10. Bölüm

49 31 6
                                    

Bölümüm silindi ve tekrar yazmak zorunda kaldım. Umarım beğenirsiniz.

••••••••••••••••••••••••••••••••••••••••••••••••••••

Etrafa ağzımı açmış bakarken Gint'in sözleri havayı bir bıçak gibi kesmişti:

" Burada 1 gün bilemedin 2 gün kalabiliriz. Antrenmanlara başlamamız gerekiyor. Büyü enerjisi varken rahattık. Fakat şimdi sadece kendi kanımızdan gelen enerjiyi kullanabileceğiz. Bu yüzden usta olsak dahi antrenman yapmalıyız."

Kedi onaylarcasına kafasını salladı. Betty kendini ortada bulunan koltuklara kendini attı.

" Tamam. Doğru. Haklısınız. Ama siz hiç yorulmadınız mı ?"

" O topuklularla tabi ki yorulursun." dedi Gint alaycı bir şekilde.

Betty dilini çıkardı. Daha sonra ayakkabılarını çıkarıp kenara koydu. Yerler zaten ahşap olduğu için ayakkabıya ihtiyacımız yoktu. Hepimiz çıkardık.

Koltuklara kurulurken Betty bir şey bulmuş gibi parmağını havaya kaldırdı.

" Bakın yarın İskoçya'ya yani buranın kuzeyine gidiyoruz. Orada kaleler var. Koskocaman bahçeli kaleler. Eğer öyle bir yer bulabilirsek hemen alırız. Bize uzun süre kalmak için yer sağlar. Ayrıca antrenmanları orada sürdürüz."

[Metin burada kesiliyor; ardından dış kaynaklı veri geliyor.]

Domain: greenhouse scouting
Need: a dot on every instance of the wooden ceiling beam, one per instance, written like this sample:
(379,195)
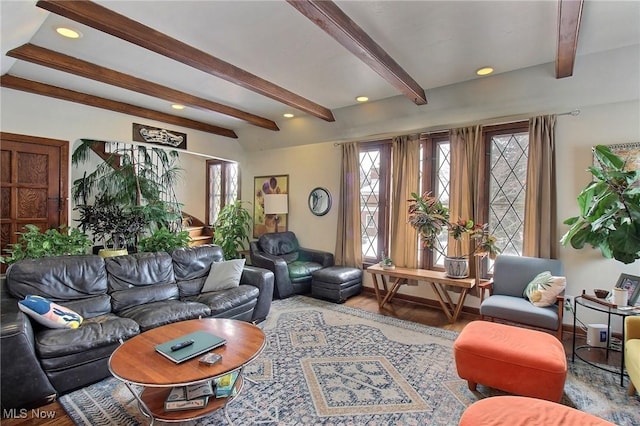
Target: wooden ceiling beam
(332,20)
(38,88)
(569,17)
(110,22)
(61,62)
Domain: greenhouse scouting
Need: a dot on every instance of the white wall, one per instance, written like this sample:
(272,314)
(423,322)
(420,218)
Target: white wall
(610,114)
(605,87)
(34,115)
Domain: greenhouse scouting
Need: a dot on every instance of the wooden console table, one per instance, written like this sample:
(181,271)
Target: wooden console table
(438,281)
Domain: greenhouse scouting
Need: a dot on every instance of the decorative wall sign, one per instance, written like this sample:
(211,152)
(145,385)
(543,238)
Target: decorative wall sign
(150,134)
(263,223)
(627,151)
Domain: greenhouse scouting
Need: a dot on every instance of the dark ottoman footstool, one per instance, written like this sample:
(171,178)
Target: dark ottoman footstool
(336,283)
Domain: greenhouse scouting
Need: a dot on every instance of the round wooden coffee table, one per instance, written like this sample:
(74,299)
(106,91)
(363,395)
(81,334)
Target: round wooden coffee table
(136,362)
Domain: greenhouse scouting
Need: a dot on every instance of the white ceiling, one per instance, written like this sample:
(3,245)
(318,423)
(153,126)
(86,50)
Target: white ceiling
(438,43)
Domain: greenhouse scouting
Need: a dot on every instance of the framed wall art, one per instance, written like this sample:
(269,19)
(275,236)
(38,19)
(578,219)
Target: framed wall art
(263,221)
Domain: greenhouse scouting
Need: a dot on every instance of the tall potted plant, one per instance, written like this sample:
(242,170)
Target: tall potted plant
(232,228)
(113,227)
(34,244)
(609,206)
(430,218)
(134,180)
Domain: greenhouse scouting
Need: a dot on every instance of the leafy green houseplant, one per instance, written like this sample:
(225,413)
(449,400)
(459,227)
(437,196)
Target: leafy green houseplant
(232,228)
(163,239)
(110,224)
(609,206)
(430,218)
(34,244)
(129,187)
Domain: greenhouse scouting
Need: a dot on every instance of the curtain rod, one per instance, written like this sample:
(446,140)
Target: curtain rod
(572,113)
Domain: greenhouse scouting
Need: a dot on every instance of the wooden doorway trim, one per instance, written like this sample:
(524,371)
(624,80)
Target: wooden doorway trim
(58,196)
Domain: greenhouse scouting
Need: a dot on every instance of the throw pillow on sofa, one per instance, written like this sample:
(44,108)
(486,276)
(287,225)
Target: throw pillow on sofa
(224,275)
(544,288)
(48,313)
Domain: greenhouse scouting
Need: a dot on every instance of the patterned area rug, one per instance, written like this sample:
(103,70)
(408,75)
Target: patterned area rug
(331,364)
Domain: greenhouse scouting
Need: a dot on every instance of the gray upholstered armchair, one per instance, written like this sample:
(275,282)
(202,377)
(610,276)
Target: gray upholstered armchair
(291,264)
(511,276)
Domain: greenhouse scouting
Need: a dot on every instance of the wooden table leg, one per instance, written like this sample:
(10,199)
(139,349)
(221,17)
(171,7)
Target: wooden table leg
(394,290)
(463,295)
(445,308)
(376,289)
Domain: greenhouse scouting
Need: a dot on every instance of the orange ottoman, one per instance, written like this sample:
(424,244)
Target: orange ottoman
(513,359)
(522,411)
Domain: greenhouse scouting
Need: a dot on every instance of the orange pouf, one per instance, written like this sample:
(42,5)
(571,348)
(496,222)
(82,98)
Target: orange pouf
(516,360)
(522,411)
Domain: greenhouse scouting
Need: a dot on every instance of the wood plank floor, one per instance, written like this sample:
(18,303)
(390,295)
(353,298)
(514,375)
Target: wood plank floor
(56,416)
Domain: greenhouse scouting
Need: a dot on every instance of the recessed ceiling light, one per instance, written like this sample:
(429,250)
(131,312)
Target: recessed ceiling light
(68,32)
(484,71)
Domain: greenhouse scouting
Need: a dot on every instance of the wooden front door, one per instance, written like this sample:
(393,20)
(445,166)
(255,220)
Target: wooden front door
(33,179)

" Para mükemmel bir şey." dedi gülümseyerek. "Koskoca kale satın alacağız ve sanki ayakkabı satın alıyor gibi konuşuyoruz." Bir kıkırdama kaçtı ağzından. 15 dakika sonra herkes odalarına geçti ve günün yorgunluğunun da getirdiği ağırlıkla herkes saniyesinde uykuya daldı.

—1 hafta sonra

"Lan bi yavaş olsana." Kedi üzerime çıkmıştı. Bu dövüş sanatları dersinin konulması teklifi Gint'ten çıkmıştı ve anında kabul edilmişti. Mantıklı olan konulmasıydı ama yeteneksizseniz hiç de hoş değildi. Kollarımı yüzüme siper etmiştim. Kedi kafamı sağa çevirdiğimde Betty'nin üstündeki Gint'i gördüm. Kedi ve Gint ikiz gibiydiler. İkisi de hem gücünde ustaydılar hem de dövüş sanatlarını çok iyi biliyorlardı. Bizim gibi ek bir çabaya ihtiyaçları yoktu. Vücutları buna elverişli gibiydi. Tom da çabuk kavrıyordu. Betty ve ben ise zorlanıyorduk. Betty beklediğimin aksine gücünde o kadar da usta değildi. Ben de o da sanki elementimiz için yaratılmamıştık. Fazlasıyla zorlanıyorduk.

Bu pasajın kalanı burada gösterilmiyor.